On 2/24/2014 5:38 PM, Bart Van Assche wrote:
On 02/24/14 15:30, Sagi Grimberg wrote:
From: Vu Pham <[email protected]>
srp_reconnect_rport() serializes calls of srp_rport_reconnect()
with srp_queuecommand(), srp_abort(), srp_reset_device(),
srp_reset_host() via rport->mutex and also blocks srp_queuecommand();
however, it cannot block scsi error handler commands (stu, tur).
This may introduces corruption in free_tx IUs list and IU itself
Signed-off-by: Vu Pham <[email protected]>
Signed-off-by: Sagi Grimberg <[email protected]>
---
drivers/infiniband/ulp/srp/ib_srp.c | 3 +++
1 files changed, 3 insertions(+), 0 deletions(-)
diff --git a/drivers/infiniband/ulp/srp/ib_srp.c
b/drivers/infiniband/ulp/srp/ib_srp.c
index b615135..656602b 100644
--- a/drivers/infiniband/ulp/srp/ib_srp.c
+++ b/drivers/infiniband/ulp/srp/ib_srp.c
@@ -859,6 +859,7 @@ static int srp_rport_reconnect(struct srp_rport *rport)
{
struct srp_target_port *target = rport->lld_data;
int i, ret;
+ unsigned long flags;
srp_disconnect_target(target);
/*
@@ -882,9 +883,11 @@ static int srp_rport_reconnect(struct srp_rport *rport)
srp_finish_req(target, req, DID_RESET << 16);
}
+ spin_lock_irqsave(&target->lock, flags);
INIT_LIST_HEAD(&target->free_tx);
for (i = 0; i < target->queue_size; ++i)
list_add(&target->tx_ring[i]->list, &target->free_tx);
+ spin_unlock_irqrestore(&target->lock, flags);
if (ret == 0)
ret = srp_connect_target(target);
Hello Sagi and Vu,
srp_rport_reconnect() should never get invoked concurrently with
srp_queuecommand() - see e.g. the "in_scsi_eh" variable in
srp_queuecommand(). Is the list corruption reproducible with the patch
mentioned in my reply to patch 1/3 ?
Thanks,
Bart.
I need to re-test this.
Regarding in_scsi_eh, can you end-up still posting a send if you are in
an interrupt context?
it's just that we have a *very* rare case (not easy to reproduce) in
RH6.5 where we end-up posting on a just destroyed QP
(race right in between destroy_qp and assignment of new qp in
srp_create_target_ib).
We tested it with in_scsi_eh patch and it still happened.

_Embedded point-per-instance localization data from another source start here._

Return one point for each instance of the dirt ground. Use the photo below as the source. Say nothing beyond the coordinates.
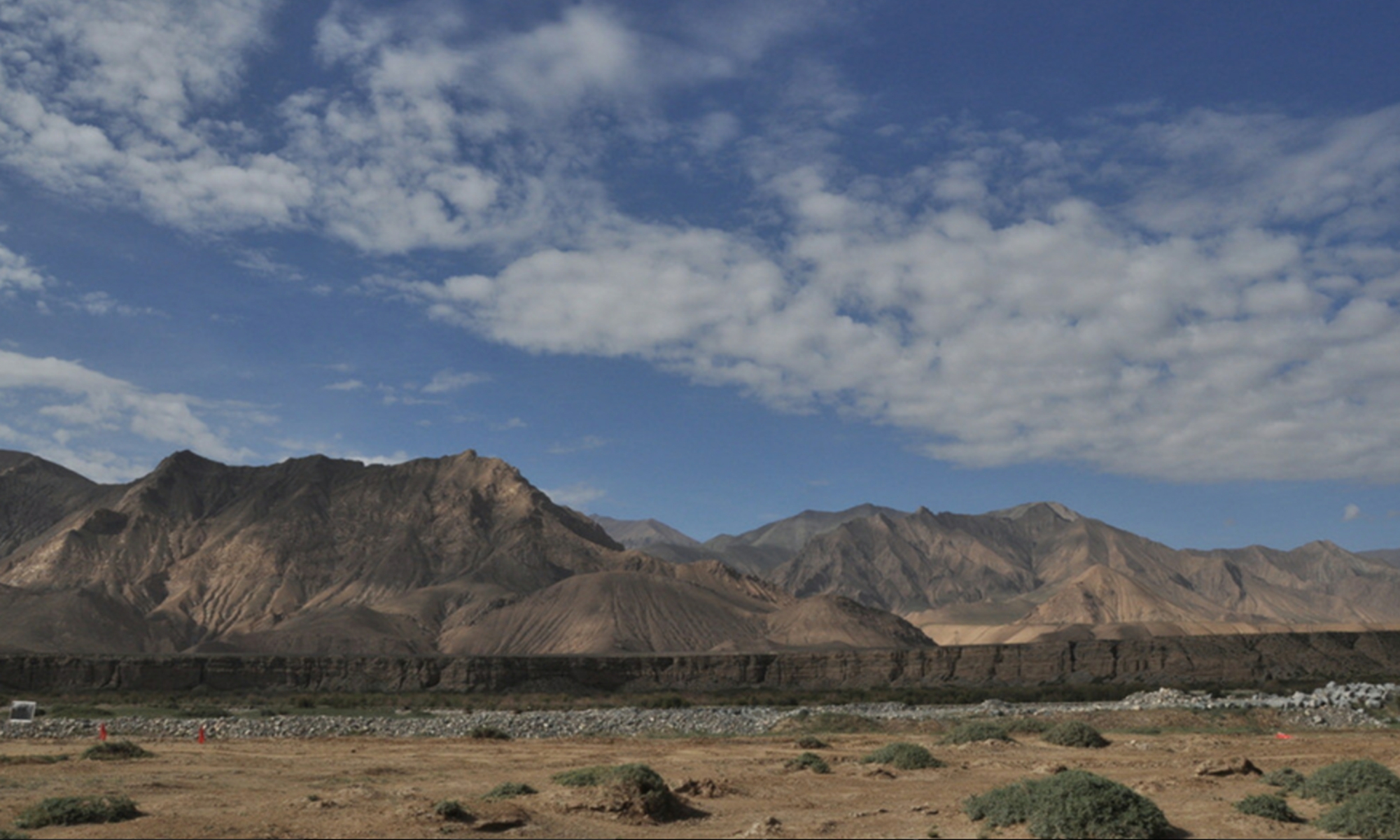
(369, 788)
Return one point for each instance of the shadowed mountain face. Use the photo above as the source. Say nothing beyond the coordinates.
(332, 556)
(1046, 568)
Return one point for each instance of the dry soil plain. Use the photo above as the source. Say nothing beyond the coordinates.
(382, 788)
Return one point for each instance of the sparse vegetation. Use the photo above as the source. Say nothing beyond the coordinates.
(1076, 734)
(509, 790)
(1269, 807)
(453, 811)
(1340, 782)
(1373, 814)
(1284, 778)
(489, 734)
(975, 732)
(634, 789)
(902, 757)
(74, 811)
(810, 762)
(115, 751)
(1072, 804)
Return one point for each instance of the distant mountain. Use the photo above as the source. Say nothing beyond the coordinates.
(321, 556)
(639, 534)
(1048, 568)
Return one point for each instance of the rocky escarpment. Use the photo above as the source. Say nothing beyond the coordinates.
(1185, 662)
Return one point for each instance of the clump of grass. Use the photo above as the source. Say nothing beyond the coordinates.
(40, 760)
(975, 732)
(634, 789)
(453, 811)
(1284, 778)
(1371, 814)
(115, 751)
(489, 734)
(1072, 804)
(810, 762)
(902, 757)
(74, 811)
(1269, 807)
(1076, 734)
(1340, 782)
(509, 790)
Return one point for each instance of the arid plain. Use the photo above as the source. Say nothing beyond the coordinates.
(376, 788)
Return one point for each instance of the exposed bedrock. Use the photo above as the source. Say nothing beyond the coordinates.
(1184, 662)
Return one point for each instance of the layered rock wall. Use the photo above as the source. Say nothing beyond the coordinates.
(1182, 662)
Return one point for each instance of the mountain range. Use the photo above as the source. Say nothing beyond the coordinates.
(461, 555)
(456, 555)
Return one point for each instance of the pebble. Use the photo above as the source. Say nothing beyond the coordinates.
(1338, 706)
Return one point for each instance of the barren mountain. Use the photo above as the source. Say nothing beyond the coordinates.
(1040, 569)
(326, 556)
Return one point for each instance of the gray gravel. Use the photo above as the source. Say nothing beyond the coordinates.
(1336, 705)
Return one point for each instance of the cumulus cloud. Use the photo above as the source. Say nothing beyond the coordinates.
(55, 405)
(1024, 300)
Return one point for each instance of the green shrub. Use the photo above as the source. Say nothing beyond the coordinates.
(509, 790)
(1269, 807)
(72, 811)
(902, 757)
(1076, 734)
(810, 762)
(451, 810)
(1284, 778)
(115, 751)
(489, 734)
(1072, 804)
(1371, 814)
(635, 789)
(975, 732)
(1343, 780)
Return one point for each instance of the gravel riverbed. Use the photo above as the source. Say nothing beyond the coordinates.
(1334, 706)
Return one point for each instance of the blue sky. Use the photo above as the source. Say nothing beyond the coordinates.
(722, 262)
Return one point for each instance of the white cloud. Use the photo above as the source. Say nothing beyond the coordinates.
(996, 303)
(55, 404)
(446, 382)
(576, 496)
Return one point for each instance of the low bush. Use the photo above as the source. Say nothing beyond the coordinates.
(509, 790)
(75, 811)
(1269, 807)
(1373, 814)
(453, 811)
(1072, 804)
(975, 732)
(902, 757)
(1284, 778)
(1076, 734)
(810, 762)
(1340, 782)
(489, 734)
(115, 751)
(634, 790)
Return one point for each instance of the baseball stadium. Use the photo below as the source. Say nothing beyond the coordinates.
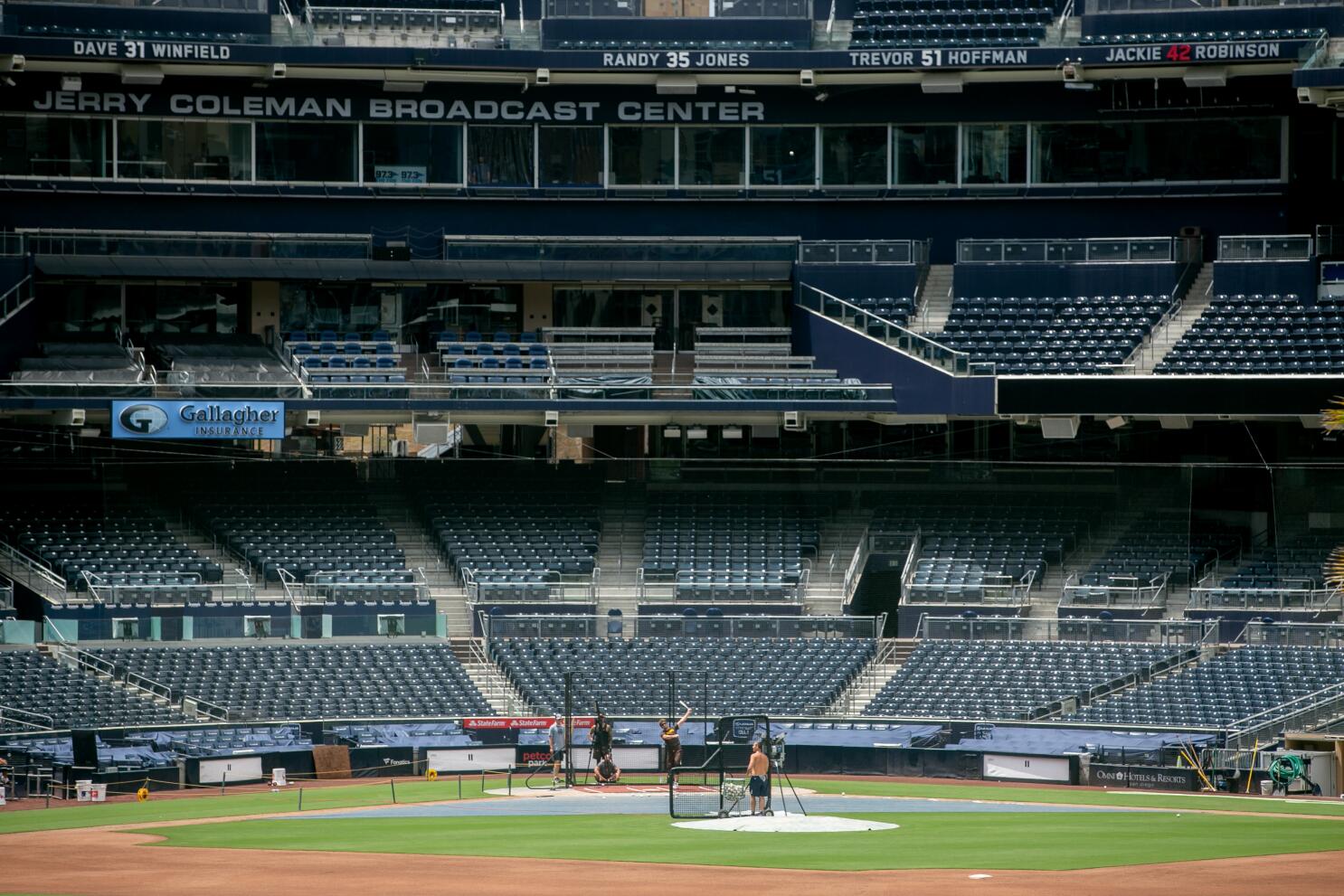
(641, 447)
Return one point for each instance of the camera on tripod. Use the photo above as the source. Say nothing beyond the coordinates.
(773, 747)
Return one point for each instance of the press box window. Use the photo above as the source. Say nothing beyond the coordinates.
(641, 156)
(409, 155)
(854, 156)
(713, 156)
(169, 149)
(499, 156)
(784, 156)
(306, 152)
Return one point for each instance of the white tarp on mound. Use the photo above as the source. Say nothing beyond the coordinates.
(787, 824)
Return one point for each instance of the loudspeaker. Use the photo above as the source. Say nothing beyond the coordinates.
(86, 747)
(1059, 428)
(392, 253)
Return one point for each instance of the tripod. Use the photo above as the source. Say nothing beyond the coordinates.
(777, 766)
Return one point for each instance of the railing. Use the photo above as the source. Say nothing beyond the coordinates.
(619, 249)
(1014, 629)
(33, 572)
(16, 297)
(320, 586)
(27, 718)
(196, 245)
(1131, 249)
(893, 335)
(1304, 713)
(1257, 249)
(867, 251)
(1300, 635)
(534, 585)
(1119, 591)
(677, 625)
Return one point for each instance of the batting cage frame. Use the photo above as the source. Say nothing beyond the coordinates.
(713, 788)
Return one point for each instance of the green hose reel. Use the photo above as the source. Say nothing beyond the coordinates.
(1288, 769)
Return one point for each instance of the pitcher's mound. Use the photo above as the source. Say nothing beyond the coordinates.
(787, 824)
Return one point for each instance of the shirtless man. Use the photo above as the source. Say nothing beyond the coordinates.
(758, 778)
(672, 743)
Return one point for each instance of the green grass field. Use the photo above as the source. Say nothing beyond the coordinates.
(1046, 841)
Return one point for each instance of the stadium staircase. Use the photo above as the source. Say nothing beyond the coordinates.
(504, 699)
(886, 663)
(934, 301)
(1150, 353)
(620, 548)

As I see it, SRP problems comes in a distinct period when rport is in
state BLOCKED.
On one hand, all request processing are allowed (not failing commands),
and on the other reconnect flow may be running in concurrently.
Will it be acceptable to take the rport_mutex in queue_command if rport
is in BLOCKED state?
Thoughts?
Sagi.
--
To unsubscribe from this list: send the line "unsubscribe linux-rdma" in
the body of a message to [email protected]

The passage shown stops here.